The redemption of bonds
How much Croatian producer prices spilled over to those in retail will be known only on June the 16th, when the CBS publishes the data on that. The acceleration of inflation in April to 2.1 percent from 1.2 percent a month earlier, the CNB explains, “was largely the result of an increase in the annual growth rate of energy prices, due to the positive base effect of the period.”
Here in Croatia, as it has been in most of the world, a higher inflation rate is expected than previously thought.
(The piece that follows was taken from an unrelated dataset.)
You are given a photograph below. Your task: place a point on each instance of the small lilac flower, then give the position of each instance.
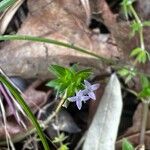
(79, 98)
(89, 89)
The first Eurostat data show that consumer prices in the Eurozone rose by 2 percent in May, with the highest occurring in Luxembourg, where they increased by 4 percent, and then in Germany, for example, where they increased by 2.4 percent.
At a recently held meeting, the ECB released its brand new economic forecasts, including an upward revision of inflation, but President Christine Lagarde stressed the temporary nature of these inflationary pressures, as well as the continuation of a “significantly faster” bond buyout plan in order to boost the Eurozone’s recovery.
Transient growth… or not?
Leaving Croatia and the Eurozone aside for a minute, investors are primarily worried about inflation in the United States, given a recent announcement that it jumped to 5 percent in May, the most since back in crisis-dominated 2008. That’s even more than expected (analysts in a Reuters poll estimated it at 4.7 percent) and well above the Federal Reserve’s target levels of about 2 percent. Those who believe that, like the ECB, the US Federal Reserve will not tighten its monetary policy, point to the “pandemic” impact on price growth as an argument.
Products such as furniture, used cars, car rentals, hotel accommodation and plane tickets became more expensive. But core inflation, excluding energy and food, rose 3.8 percent in May, the most since way back 1992, and some analysts see that as a cause for legitimate concern.